L. Kelly Reed
ID
O’Connor, C. & Weatherall, J. O. (2019). The misinformation age: How false beliefs spread. Yale University Press. Retrieved March 2, 2021, from http://ezproxy1.lasierra.edu:2077/ehost/ebookviewer/ebook/bmxlYmtfXzE5NDgwNTZfX0FO0?sid=30b28429-5f68-4ce7-9065-ffa857726b79@pdc-v-sessmgr02&vid=0&format=EK&rid=1
Summary
This book was fascinating to me, exploring in a very objective, scientific way how and why “fake news” actually spreads throughout the populace, becoming acceptable to and accepted by not just the public but scientists and media reporters, those who we often think “should know better.” Even more impressive is that this information is presented in a rather nonpartisan manner. The explanations and methodologies that are explained make sense and should be politically inoffensive to pretty much all readers, no matter which side of the American political aisle they might tend to lean. Some of the more specific examples, stories of fake news spreading in the past, are likely to trigger some readers with particularly extremist views, but that sort of reader is never going to be swayed by anything with even the faint odor of objective logic to it, so the authors’ choices of anecdotes doesn’t bother me in the least, and they are highly instructive.

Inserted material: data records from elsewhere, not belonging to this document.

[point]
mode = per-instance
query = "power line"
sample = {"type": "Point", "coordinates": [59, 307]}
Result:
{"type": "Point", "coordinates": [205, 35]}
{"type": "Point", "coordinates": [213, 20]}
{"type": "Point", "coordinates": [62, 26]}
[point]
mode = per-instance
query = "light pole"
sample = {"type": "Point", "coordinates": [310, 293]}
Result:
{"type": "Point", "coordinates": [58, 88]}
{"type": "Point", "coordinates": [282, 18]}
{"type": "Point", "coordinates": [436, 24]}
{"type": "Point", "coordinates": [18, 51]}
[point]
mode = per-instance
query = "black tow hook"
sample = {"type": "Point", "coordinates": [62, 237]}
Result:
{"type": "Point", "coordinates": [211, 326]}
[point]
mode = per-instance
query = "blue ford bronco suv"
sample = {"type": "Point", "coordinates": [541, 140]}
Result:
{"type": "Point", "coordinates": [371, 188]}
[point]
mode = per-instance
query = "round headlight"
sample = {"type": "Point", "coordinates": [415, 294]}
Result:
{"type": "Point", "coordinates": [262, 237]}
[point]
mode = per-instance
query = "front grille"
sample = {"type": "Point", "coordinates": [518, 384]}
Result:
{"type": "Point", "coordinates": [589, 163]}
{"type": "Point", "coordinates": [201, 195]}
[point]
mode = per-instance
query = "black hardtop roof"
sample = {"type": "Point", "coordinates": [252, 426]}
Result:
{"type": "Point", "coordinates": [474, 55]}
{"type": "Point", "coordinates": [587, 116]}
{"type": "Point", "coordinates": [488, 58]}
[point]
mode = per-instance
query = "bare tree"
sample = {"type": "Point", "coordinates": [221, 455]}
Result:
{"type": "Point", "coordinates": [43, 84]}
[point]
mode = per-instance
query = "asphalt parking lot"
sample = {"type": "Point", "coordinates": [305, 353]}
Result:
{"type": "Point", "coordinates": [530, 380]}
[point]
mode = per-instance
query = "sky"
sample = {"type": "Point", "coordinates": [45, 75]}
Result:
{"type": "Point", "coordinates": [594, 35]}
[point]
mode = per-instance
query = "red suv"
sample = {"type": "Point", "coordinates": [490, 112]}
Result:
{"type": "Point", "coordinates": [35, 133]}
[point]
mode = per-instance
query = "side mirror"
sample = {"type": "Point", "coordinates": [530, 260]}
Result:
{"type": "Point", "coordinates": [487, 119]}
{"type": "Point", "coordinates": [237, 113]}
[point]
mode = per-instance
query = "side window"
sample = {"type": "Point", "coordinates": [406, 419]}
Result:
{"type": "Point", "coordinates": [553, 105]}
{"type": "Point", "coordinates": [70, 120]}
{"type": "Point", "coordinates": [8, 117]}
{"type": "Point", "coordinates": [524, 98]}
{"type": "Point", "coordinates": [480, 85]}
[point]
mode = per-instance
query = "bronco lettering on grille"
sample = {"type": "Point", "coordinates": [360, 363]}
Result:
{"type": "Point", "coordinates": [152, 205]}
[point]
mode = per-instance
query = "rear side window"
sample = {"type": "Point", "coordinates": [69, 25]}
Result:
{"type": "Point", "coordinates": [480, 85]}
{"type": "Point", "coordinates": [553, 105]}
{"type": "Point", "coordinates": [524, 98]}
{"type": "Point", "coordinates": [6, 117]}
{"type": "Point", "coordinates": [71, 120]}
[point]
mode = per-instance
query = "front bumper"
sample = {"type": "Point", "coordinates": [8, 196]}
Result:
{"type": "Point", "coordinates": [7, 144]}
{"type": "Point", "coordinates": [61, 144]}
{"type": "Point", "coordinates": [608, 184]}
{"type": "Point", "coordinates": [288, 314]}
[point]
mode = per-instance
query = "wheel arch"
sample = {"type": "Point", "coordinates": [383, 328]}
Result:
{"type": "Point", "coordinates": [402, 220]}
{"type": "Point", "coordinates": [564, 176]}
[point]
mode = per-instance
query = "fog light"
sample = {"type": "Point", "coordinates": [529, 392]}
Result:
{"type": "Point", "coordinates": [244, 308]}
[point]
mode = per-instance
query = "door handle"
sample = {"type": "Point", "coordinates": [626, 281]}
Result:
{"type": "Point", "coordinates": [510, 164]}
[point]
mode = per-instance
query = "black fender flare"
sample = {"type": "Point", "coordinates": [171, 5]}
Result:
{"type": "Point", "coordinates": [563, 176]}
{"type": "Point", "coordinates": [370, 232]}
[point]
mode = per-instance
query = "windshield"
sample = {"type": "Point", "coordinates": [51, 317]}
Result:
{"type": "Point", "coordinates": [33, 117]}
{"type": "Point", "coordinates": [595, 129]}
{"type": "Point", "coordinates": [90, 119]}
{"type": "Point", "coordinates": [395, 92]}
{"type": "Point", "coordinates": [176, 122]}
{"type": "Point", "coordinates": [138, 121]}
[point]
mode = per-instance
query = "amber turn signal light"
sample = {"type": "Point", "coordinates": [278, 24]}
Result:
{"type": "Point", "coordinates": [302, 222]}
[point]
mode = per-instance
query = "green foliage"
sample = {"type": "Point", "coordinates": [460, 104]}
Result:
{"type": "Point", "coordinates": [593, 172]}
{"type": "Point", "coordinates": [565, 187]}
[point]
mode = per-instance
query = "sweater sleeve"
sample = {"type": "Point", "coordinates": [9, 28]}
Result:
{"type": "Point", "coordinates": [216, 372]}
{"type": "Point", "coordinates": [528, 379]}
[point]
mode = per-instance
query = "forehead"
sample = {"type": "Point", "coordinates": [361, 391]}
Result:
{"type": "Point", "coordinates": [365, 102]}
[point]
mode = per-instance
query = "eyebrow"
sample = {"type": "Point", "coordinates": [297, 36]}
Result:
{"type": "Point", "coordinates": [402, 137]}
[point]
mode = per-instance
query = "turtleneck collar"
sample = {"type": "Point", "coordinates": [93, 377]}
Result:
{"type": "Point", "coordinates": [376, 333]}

The logical throughline of this text is the establishment and gradual complexification of a logical system of communication and influence. This system begins with only scientists doing scientific research and influencing each other with the results of their honest pursuits of truth. In such a simplified system, the results would naturally tend toward all participants gradually proving and accepting the best, most logical and objective results as experimentation over time proves what the best decisions are on any given scientific inquiry. However, the world is no longer this simple. At level two, propagandists (and/or industries) enter the system with their agendas and influence certain scientists, with the intent of supporting one bias or another, rather than seeking actual objective and scientific fact. As if that’s not complex enough, at level three, reporters also enter this system, with their own flaws and biases, and even those with the purest intentions can become vectors for disinformation, depending on how much they are influenced by industrial propaganda and how much influence they themselves exert on ongoing scientific studies.
Evaluation
I absolutely and strongly recommend this book, especially to librarians and even more especially to academic librarians who will be in a position to advise many university students (as well as university professors, frankly). The ability to detect and attempt to mitigate the effects of fake news in our modern society is a skill that is becoming more and more necessary by the year, perhaps by the month. All university students and faculty should be especially aware of the points being made in this text, perhaps especially communications students who are planning to go on and soon become journalists, who will have to be even more rigorous in their dealings with propaganda and with the inevitable political and industrial influences in the modern world. Everyone could stand to be better informed, and librarians should be on the front lines of the battle against ignorance.